TAURANGA, New Zealand – The calmest weather in days has given salvage crews hope they will be able on Friday to resume pumping the remaining fuel from a cargo ship stuck on a New Zealand reef.The ship Rena has already spilled hundreds of tons of oil and crews are in a race against nature to try and remove the remaining fuel before waves break up the vessel, which has begun to crack apart and is leaning on a 22-degree tilt.

Last week crews removed about 10 tons of oil before the weather forced them to postpone salvage attempts.

Environmentalists have warned of a disaster for wildlife if all the ship’s 1,870 tons (1,700 metric tons) of oil and 220 tons (200 metric tons) of diesel is allowed to spill into the ocean.

Nick Bohm, a spokesman for Maritime New Zealand which is managing the emergency response, told The Associated Press Friday that crews are “relatively positive” they can proceed with plans to board the vessel and begin pumping oil to a nearby barge. He said pumping should begin Friday afternoon in an operation that could last several days.

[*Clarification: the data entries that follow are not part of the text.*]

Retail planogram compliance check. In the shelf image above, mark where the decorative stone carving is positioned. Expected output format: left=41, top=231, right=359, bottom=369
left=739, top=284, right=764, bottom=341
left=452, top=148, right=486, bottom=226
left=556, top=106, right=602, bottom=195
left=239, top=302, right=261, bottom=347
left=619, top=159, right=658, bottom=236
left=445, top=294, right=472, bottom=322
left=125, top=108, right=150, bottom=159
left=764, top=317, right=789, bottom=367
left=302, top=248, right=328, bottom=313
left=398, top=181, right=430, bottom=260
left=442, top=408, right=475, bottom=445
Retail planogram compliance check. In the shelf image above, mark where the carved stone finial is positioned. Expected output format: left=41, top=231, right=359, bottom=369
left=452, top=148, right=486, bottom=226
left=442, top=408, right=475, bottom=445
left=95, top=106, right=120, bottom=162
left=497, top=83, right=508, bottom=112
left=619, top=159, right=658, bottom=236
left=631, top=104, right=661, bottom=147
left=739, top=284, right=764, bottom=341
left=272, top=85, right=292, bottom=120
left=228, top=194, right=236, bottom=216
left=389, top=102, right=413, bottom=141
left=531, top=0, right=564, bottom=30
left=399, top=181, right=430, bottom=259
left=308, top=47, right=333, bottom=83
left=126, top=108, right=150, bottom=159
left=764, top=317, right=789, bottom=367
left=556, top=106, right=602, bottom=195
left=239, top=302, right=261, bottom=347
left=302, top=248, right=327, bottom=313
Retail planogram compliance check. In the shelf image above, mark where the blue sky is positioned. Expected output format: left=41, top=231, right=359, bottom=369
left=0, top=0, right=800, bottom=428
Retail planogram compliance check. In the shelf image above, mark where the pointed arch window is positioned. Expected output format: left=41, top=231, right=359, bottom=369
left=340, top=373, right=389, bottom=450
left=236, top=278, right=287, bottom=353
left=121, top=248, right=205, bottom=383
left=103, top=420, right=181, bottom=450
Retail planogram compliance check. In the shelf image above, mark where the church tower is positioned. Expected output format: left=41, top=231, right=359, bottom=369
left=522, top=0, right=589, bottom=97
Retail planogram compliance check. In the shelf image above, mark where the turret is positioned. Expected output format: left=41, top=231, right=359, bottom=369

Bohm said there are stronger winds forecast for the weekend which may hamper the operation.
Meanwhile, several of the 88 containers that have fallen off its deck had washed ashore by Friday, and authorities confirmed one container that toppled overboard contained a hazardous substance. However, an official said it should not pose a major threat.

Heavy seas had kept salvage crews away from the 775-foot (236-meter) Liberian-flagged Rena for days, but better weather Thursday allowed crews to board the vessel for about six hours to check systems. The Rena ran aground Oct. 5 on Astrolabe Reef, 14 miles (22 kilometers) from Tauranga Harbour on New Zealand’s North Island.

Ewart Barnsley, another spokesman for Maritime New Zealand, said the salvage crew found oil hoses and pumps for transferring fuel largely undamaged aboard the ship. They also concluded that the ship was safe to work from. Barnsley said a barge was moored nearby to receive oil.

Marine New Zealand salvage manager Bruce Anderson said the vessel has appeared to have stopped moving, which was necessary before pumping operations can resume.

“While this is good news, we shouldn’t get too excited,” Anderson told reporters. “We already had a complex project to start with; it’s even harder now.”